Zonder kennis bestaat er geen lichttoestand in het hiernamaals en ook geen met licht doorstroomde omgeving voor de ziel. Zodra de mens nu op aarde de liefde beoefent, wordt hij met de liefde van God doorstraalt en wordt hem de wijsheid uit God gegeven. Dat wil zeggen dat de gedachten van een liefhebbend mens steeds weer met de waarheid overeenkomen en bij het verscheiden van de aarde herkent hij de samenhang van alle dingen, het goddelijke besturen en werkzaam zijn en de bestemming van al het wezenlijke. En zodoende staat hij in het licht en kan dit licht weer uit laten stralen naar die wezens, bij wie het nog aan licht ontbreekt.

Als het licht al op aarde naar de mens wordt gebracht, dan kan hij zijn licht al op aarde laten schijnen. Dat wil zeggen de kennis doorgeven aan die mensen, die het aan willen nemen. En steeds is dit een toestand van gelukzaligheid, want het overdragen van de waarheid uit God aan de medemens veronderstelt liefde en elke werkzaamheid die in liefde uitgevoerd wordt, is gelukkig makend voor degenen die het uitvoeren.
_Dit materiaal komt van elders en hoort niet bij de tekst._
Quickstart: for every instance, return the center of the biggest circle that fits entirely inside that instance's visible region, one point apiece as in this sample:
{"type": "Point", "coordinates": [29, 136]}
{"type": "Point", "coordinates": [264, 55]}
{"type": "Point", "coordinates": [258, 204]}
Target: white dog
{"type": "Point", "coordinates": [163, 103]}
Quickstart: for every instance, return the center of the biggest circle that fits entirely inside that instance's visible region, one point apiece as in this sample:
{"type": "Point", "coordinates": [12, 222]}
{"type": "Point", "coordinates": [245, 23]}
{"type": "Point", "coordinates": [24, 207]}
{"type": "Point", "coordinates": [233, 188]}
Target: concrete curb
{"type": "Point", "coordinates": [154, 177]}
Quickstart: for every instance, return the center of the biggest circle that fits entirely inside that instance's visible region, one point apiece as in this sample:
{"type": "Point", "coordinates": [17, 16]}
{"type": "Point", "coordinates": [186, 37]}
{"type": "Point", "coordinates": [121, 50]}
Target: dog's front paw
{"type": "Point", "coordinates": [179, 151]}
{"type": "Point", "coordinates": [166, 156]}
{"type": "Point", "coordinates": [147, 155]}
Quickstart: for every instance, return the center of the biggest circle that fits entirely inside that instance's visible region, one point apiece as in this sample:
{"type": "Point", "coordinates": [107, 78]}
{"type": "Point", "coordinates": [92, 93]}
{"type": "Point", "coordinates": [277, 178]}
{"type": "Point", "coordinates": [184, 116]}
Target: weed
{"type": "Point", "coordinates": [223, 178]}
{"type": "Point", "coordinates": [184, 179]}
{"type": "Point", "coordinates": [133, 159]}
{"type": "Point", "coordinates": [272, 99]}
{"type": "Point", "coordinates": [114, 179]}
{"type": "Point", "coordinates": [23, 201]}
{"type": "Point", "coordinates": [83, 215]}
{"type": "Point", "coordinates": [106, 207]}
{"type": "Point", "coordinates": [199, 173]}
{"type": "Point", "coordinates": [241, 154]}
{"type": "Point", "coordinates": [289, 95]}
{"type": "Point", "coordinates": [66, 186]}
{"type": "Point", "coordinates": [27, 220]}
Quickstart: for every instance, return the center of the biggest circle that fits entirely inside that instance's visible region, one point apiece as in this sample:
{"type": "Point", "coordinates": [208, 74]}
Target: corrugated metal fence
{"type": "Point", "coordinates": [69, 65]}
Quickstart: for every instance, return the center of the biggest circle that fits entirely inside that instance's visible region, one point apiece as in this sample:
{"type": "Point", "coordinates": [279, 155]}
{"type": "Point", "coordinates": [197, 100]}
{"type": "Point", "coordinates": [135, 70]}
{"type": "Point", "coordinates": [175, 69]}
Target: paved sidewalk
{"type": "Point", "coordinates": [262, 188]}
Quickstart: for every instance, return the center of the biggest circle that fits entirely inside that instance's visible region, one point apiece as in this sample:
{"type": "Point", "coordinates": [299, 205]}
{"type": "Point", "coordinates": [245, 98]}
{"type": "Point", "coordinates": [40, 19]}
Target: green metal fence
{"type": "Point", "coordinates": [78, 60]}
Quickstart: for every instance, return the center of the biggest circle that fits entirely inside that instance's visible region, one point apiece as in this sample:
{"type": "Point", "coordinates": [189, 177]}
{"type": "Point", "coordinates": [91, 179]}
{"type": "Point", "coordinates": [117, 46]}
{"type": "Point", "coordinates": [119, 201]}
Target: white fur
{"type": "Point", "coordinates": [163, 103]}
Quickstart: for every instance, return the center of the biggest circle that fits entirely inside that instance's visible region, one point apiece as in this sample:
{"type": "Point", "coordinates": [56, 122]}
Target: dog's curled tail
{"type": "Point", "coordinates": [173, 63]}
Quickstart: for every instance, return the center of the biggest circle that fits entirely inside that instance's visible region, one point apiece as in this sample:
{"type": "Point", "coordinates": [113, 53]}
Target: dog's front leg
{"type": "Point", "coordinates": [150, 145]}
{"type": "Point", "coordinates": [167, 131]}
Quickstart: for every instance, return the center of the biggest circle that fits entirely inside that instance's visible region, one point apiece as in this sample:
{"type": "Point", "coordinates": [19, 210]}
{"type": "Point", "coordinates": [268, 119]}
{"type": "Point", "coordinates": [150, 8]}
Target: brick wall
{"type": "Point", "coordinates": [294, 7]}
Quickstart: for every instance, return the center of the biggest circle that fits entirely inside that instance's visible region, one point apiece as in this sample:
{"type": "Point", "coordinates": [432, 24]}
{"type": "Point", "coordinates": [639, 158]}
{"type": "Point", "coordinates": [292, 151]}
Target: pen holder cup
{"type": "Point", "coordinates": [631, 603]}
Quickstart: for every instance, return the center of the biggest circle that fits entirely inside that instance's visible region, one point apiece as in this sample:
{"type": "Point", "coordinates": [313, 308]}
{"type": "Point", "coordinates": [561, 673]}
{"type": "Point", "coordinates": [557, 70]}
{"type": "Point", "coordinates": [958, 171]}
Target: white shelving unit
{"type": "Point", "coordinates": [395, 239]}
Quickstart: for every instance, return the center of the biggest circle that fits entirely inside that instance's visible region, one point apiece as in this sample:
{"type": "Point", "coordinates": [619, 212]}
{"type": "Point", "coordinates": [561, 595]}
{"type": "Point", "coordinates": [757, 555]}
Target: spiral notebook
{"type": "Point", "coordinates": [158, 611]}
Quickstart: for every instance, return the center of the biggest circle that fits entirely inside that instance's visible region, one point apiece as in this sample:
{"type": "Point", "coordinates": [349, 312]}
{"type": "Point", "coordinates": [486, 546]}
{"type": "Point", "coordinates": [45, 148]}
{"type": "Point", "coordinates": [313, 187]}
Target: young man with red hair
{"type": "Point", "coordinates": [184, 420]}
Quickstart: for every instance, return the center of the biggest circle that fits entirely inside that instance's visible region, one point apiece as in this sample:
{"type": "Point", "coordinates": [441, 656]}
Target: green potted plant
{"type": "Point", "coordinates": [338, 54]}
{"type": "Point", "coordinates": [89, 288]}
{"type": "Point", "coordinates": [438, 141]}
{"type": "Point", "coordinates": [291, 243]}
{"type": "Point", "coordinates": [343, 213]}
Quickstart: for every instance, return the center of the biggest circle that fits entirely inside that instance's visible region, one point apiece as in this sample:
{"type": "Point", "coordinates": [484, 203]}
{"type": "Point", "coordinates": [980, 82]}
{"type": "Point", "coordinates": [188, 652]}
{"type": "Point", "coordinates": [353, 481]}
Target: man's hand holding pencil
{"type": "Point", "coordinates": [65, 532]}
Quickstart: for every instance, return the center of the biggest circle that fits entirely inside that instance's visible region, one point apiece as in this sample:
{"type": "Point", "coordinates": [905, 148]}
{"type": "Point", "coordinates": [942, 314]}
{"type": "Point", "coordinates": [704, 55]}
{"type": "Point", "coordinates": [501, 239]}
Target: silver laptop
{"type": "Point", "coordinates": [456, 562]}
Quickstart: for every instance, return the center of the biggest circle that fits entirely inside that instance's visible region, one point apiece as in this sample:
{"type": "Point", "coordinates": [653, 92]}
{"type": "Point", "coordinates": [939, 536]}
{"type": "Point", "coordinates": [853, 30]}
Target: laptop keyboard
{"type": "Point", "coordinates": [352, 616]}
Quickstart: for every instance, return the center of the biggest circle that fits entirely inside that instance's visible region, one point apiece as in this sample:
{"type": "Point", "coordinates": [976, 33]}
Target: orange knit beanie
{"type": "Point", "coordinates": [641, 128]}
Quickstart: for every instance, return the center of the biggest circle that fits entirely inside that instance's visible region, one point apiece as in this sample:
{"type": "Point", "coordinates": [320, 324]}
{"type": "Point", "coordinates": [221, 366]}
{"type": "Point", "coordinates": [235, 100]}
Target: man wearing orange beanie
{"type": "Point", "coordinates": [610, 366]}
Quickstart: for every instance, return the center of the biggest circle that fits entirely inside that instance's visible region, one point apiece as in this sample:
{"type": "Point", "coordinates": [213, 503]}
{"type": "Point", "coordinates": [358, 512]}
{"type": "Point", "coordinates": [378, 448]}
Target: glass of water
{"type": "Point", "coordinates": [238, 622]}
Liefde, kennis en licht zijn ondenkbaar zonder elkaar. Om die reden wordt de mens, als hij de goddelijke wil vervult, onvermijdelijk ook wetend, dus staat zijn ziel in het licht, ofschoon het uiterlijk niet altijd herkenbaar is. Deze mensen hebben een schat in zich, die ze niet op durven graven. Hun geest wijst hen de juiste weg, maar hun aardse omgeving hindert hen om het licht te laten schijnen. En zo stralen ze met vergrote lichtintensiteit, zodra ze het aardse leven beëindigd hebben, want nu beseft de ziel haar opdracht, die erin bestaat om kennis door te geven.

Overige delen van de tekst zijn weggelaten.